Büttner: Im Lebensmittel- und Ver-packungsbereich, aber auch im Konsumgütersektor, besteht enormer Innovationsbedarf, gerade in einem globalisierten Markt mit verzahnten und vernetzten Rohstoff- und Produktströmen. Mit Blick auf eine integrierte Qualitätssicherung und -kontrolle sind daher neue Konzepte für vernetzte Analyse- und Kontrollsysteme gefordert.

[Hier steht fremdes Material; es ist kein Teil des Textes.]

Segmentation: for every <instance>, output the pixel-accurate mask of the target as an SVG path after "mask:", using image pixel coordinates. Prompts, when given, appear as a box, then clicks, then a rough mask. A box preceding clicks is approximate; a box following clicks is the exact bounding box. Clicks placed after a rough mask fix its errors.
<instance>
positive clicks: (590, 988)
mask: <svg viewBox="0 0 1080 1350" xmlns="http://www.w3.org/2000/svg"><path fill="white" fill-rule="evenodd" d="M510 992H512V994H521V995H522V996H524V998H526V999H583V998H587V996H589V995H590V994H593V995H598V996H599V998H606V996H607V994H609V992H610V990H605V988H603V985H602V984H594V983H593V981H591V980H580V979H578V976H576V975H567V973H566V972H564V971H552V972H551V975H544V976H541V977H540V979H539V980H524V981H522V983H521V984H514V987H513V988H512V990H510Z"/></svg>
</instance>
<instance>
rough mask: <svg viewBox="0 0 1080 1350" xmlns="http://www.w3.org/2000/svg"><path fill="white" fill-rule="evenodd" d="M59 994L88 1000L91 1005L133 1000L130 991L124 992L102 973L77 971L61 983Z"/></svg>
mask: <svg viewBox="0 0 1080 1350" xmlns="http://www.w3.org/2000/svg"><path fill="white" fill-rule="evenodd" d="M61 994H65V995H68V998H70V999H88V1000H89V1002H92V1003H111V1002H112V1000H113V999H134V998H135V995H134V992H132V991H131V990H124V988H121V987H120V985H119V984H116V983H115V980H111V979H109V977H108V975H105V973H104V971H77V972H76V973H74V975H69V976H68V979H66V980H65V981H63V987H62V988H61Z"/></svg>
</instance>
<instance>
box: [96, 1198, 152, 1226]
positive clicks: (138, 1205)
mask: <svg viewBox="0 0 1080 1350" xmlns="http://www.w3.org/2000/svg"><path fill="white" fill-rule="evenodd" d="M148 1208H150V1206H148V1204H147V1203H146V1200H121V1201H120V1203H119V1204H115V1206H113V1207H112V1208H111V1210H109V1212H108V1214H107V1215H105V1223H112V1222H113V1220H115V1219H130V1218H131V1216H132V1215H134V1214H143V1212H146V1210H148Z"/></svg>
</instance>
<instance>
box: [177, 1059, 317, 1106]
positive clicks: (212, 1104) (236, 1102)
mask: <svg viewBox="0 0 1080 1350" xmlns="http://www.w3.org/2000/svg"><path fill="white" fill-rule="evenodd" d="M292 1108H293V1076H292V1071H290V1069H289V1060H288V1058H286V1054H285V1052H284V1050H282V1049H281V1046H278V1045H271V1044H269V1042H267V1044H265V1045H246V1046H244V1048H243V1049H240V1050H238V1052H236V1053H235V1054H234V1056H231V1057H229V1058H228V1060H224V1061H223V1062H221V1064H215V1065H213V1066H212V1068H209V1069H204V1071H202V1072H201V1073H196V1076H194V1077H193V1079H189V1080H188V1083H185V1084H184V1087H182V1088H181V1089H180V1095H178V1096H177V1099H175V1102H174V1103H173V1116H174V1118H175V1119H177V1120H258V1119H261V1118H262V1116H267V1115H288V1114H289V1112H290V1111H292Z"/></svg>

Ebenso die Entwicklung neuer Verpackungskonzepte, beispielsweise solche, die sowohl die einzusetzenden Materialien als auch deren Maschinengängigkeit und die erforderlichen maschinellen Anpassungen umfassen, oder auch die Einbindung intelligenter Sensorik und Diagnostik in verfahrenstechnische Prozesse.
sp: Können Sie Beispiele nennen?
Büttner: In unserem Institutsteil Verarbeitungstechnik in Dresden entwickeln wir für die Schokoladenverarbeitung einen Feststoffsuspensionsmolch zur Vermeidung von Mischphasen in geschlossenen Systemen, etwa in Rohrleitungen oder Wärmetauschern. Dieser passt sich konturadaptiv und flexibel an den Verlauf der Rohrgeometrie an. In einem weiteren Projekt geht es um Anwendungspotenziale von Sonderreinigungsverfahren in der Lebensmittelindustrie. Wir untersuchen Verfahren wie die Laserstrahl-, Plasma- und Trockendampfreinigung sowie Trockeneis-/CO2-Strahlen hinsichtlich ihres ökonomischen und ökologischen Potenzials in der Lebensmittelindustrie. Hinzu kommt die Entwicklung eines Bediener-Assistenzsystems mit Herstellern von Maschinen für die Süßwarenproduktion sowie Süßwarenproduzenten. Damit können Störungen nachhaltig beseitigt werden. Eine Analyse von Prozessdaten mithilfe von KI stellt Wissen und Handlungsanweisungen für das Bedienpersonal bereit. Mit der Entwicklung eines Assistenzsystems, das mittels Augmented Reality (AR) Bediener und Techniker beim Formatwechsel durch Handlungsanweisungen sowie bei der Wahl der optimalen Betriebsparameter unterstützt, kann insbesondere die Anlaufphase bei neuen Produkten verkürzt und Ausschuss reduziert werden.
sp: Wie wirken sich die aktuellen gesellschaftlichpolitischen und wirtschaftlichen Entwicklungen – Stichwort Corona-Pandemie – auf Ihre Arbeit und das Institut insgesamt aus?
Büttner: Damit die Arbeiten und Projekte unbeeinflusst weiterlaufen, haben wir den Labor- und Technikumsbetrieb anders organisiert und Maßnahmen ergriffen, die den aktuellen Hygieneanforderungen Rechnung tragen. Ein eigens eingerichteter Krisenstab erarbeitet die Maßnahmen im Hinblick auf die Entwicklung der Infektionsdaten und die Vorgaben der Politik. Die Maßnahmen reichen von orts- und zeitversetztem Arbeiten über Abstandsregeln bis hin zu Maskenpflicht in bestimmten Situationen. Dadurch können wir auch jetzt, unter diesen anspruchsvollen Bedingungen, optimal mit unseren Partnern zusammenarbeiten. Unsere Kompetenzen und Entwicklungen, etwa im Bereich der hygienegerechten Verarbeitung und Produktion, sind gefragter denn je. Mit unseren Technologien tragen wir entscheidend dazu bei, dass die Versorgungssicherheit gewährleistet wird. Die sichere, nachhaltige und hochwertige Versorgung mit Lebensmitteln darf kein Luxusgut sein – sie muss höchste Priorität haben.